If by "tactile" you means "more hands-on experience" with learning the game, than I think it's worth offering up the classic traveller boxed Starter set as a sterling example.
A game of it's time (the Seventies), Traveller is made up of seperate sub-systems: you have your character creation (with that infamous lifepath system with 4-year "terms" of enlist / advance / roll survival in a selection of mostly-military careers), you have your combat, you have modular spaceship creation system (spend X credits, try to figure out all the trade-offs between faster drives, roomier compartments, more weaponry, larger fuel tanks, etc), you have star-system generation, space sector generation (basically, fill up a hex page with star systems), animal encounter generation, etc.

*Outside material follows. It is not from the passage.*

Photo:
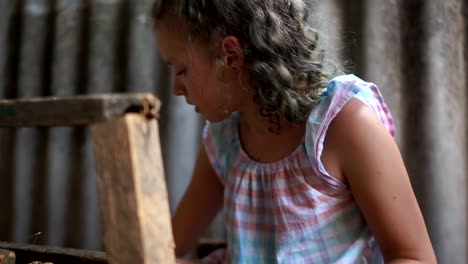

Each sub-system has it's own chapter in the rulebook. Besides the rulebook, you've got a booklet of charts in the box. All the charts for a specific chapter are laid out nicely on a double-page spread in the charts booklet, so you can have them both open, take pen, paper and dice, and amuse yourself rolling up retired merchant captains, aquatic worlds with technologically advanced theocracies and 100Kg. diurnal horned omnivores, or trying to squeeze the max performance out of a 100,000 credit ship design.
In fact, the book encourages this, letting you learn the system's components while putting together stuff you can use later in your game.
Now, since most games assume you already know how to play RPGs, the didactic quality of games hasn't improved much. The last serious attempts  I recall were the solo adventures in GURPS 3rd Edition and the Champions Blue Book (or was that Fantasy Hero?).
- Dotan

A.B.W

Andy:  Thank you for the links!  I like those illustrations.  Man, I'd love to see something like that in a Western game.  Um, a game made in North America or Europe, that is, not necessarily Six-Gun Roleplaying.
The catchphrase that can be sigged is not the true catchphrase.